This study also highlights the potential of utilizing a combination of plant-based and animal/human odors in surveillance and control of malaria vectors. While it appeared that there was an inhibitory effect on trap captures when LO was combined with Blend F, an enhanced effect was recorded in trapping An. gambiae s.l. when LO was combined with worn socks. The exclusive aldehyde components in Blend F combined with LO seemed to exhibit an antagonistic effect on each other as compared to the socks, which releases a diverse range of chemicals. This suggests that the interactive effects of plant and animal odors might be limited to a certain group or individual compounds. The interactive effect of these lures on mosquito captures has not been evaluated; yet, this approach may open up new ways for maximizing trap lures in order to minimize the use and over-dependence on CO2 in surveillance traps.

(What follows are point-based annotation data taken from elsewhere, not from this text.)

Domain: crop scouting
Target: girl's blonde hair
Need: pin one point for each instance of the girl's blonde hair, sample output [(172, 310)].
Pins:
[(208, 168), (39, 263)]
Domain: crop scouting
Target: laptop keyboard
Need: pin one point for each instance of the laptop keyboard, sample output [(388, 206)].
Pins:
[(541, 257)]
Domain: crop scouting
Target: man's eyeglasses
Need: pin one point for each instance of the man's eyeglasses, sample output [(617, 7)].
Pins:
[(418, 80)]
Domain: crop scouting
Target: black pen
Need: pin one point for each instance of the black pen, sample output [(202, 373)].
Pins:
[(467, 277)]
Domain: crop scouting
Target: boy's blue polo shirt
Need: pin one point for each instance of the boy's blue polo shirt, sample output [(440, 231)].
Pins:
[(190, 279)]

We also found that irrespective of the trap type and the odor bait, inclusion of CO2 significantly increased mosquito trap capture. Carbon dioxide and host odors both play important roles in long-range host selection and orientation, with specific host odors playing a role in close-range host recognition and acceptance [52], [72]. The receptors for CO2 are located on the maxillary palps of mosquitoes and have been shown to be sensitive to even as slight a change in atmospheric carbon dioxide concentration as 0.01% [48], [73], [74]. Mosquitoes aregenerally thought to respond to small changes in CO2 concentration by flying upwind [75], [76] and to use optomotor anemotaxis to orient to the source of the host odor [77]. These behavioral responses vary with plume structure and odor [78]. Plants normally release small amounts of CO2, constituting between 0.01 and 0.1% of atmospheric CO2 at night [49]. The combined effect found between CO2 and plant odors therefore suggests that possibly Afrotropical malaria vectors also utilize CO2 to locate their potential host plants. Alternatively, given the observed paucity of males in the collections and the large amounts of CO2 probably being released from the containers, it is likely that it also was serving as a blood-host kairomone. Taken together, these observations and results suggest the possibility that mosquitoes were responding to both plant and animal cues, thus explaining the partial additive effects of their combinations. This interpretation fits with the conclusion that, unlike most zoophilic mosquito species, the Afrotropical malaria vectors are known to rely more on the specific host odors rather than CO2 to locate a suitable host [79].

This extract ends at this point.